Brief History of Vietnamese Expansionism vis-à-vis Cambodia
In 1941, Ho created the Viet Minh, an abbreviation of "Vietnam Doc Lap Dong Minh Hoi," or "League for the Independence of Vietnam," and spread its anti-French activities to Laos and Cambodia, where the Viet Minh later fragmentized the anti-French local Khmer Issarak front into a Khmer Viet Minh front. In 1949, the Viet Minh instituted the "Ban Van Dong Thanh Lap Dang Nhan Cach Mang Cao Mien" ("Canvassing Committee for the Creation of the Revolutionary Kampuchean People's Party") and created the Kampuchean People's Liberation Army in 1950.
By Gaffar Peang-Meth
Professor of Political Science (retired)
University of Guam

Originally posted at: http://www.khmerinstitute.org/articles/art13vietnamization.html
On Christmas Eve 1978, more than 100,000 Vietnamese troops, backed by tanks and aircraft, crossed the border into Cambodia. In 14 days of fighting, Hanoi's army sent Pol Pot and his Khmer Rouge fleeing. The Vietnamese captured Phnom Penh Jan. 7, 1979, installed a puppet regime and stayed for the next 10 years.

For victims of Pol Pot's genocidal rule, which began April 17, 1975 and resulted in the deaths of upwards of two million people, Jan.7, 1979 was the day of deliverance by Vietnam. Surely, Vietnam was their "savior" and their "liberator" at a time when the world watched and did nothing about the horrors of the Killing Fields. However, for many Cambodians, Jan. 7th is also a day of infamy. Pol Pot was replaced by those referred to as Cambodians with Khmer bodies but Vietnamese heads, the Khmer Viet Minh. This cohort was created by the Vietnamese Communist Lao Dong, trained at the Son Tay Military Academy and the Nguyen Ai Quoc political school, and led by a disgruntled regional field commander, Hun Sen, who became indebted to Hanoi for his return to power. Many Cambodians felt that substituting the Khmer Viet Minh for the Khmer Rouge was like replacing cholera with the plague.

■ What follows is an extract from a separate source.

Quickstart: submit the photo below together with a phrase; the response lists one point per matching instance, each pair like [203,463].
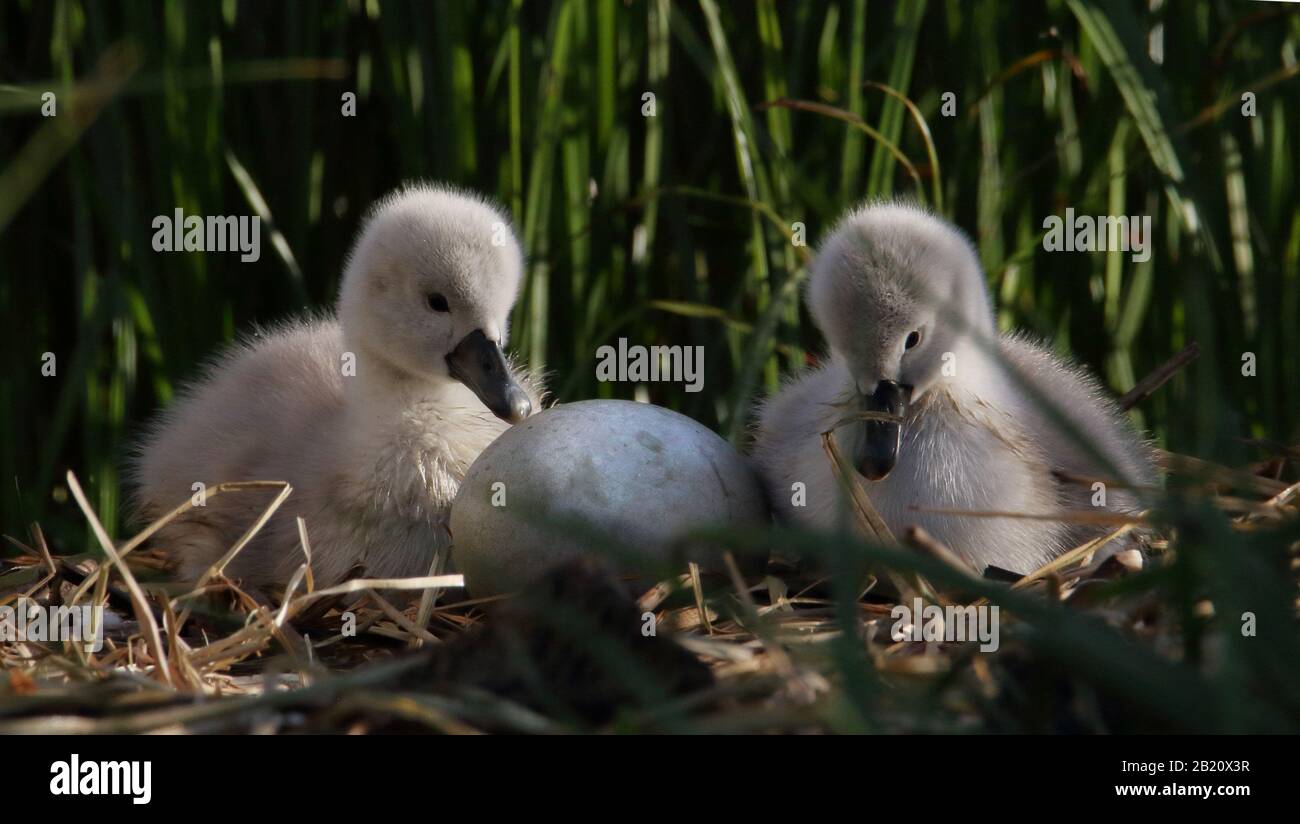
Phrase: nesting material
[995,446]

A host of foreign governments also worried. The world was still governed by the well-specified rule of law founded on the principle of absolute, comprehensive, permanent and inviolable sovereignty and independence. As Singapore argued before the international community at the United Nations, the world is no longer safe, and peace and security are no longer assured, if a more powerful state is allowed to invade a weaker one like Vietnam had done. The Association of South East Asian Nations spearheaded calls for Vietnam to withdraw its troops from Cambodia.

As a result, the United Nations and other international organizations became a political-diplomatic battleground for many years between proponents and opponents of Vietnam's invasion. And so it was that the anti-Vietnamese Khmer Resistance was born, first as separate armed bands with similar goals, and later as a loose coalition of Cambodians of the fallen Khmer Republic, Cambodians of the monarchy, and the leftovers of the Khmer Rouge. Despite their differences, they worked together toward pressuring Vietnam into withdrawal and to seek Cambodian self-determination.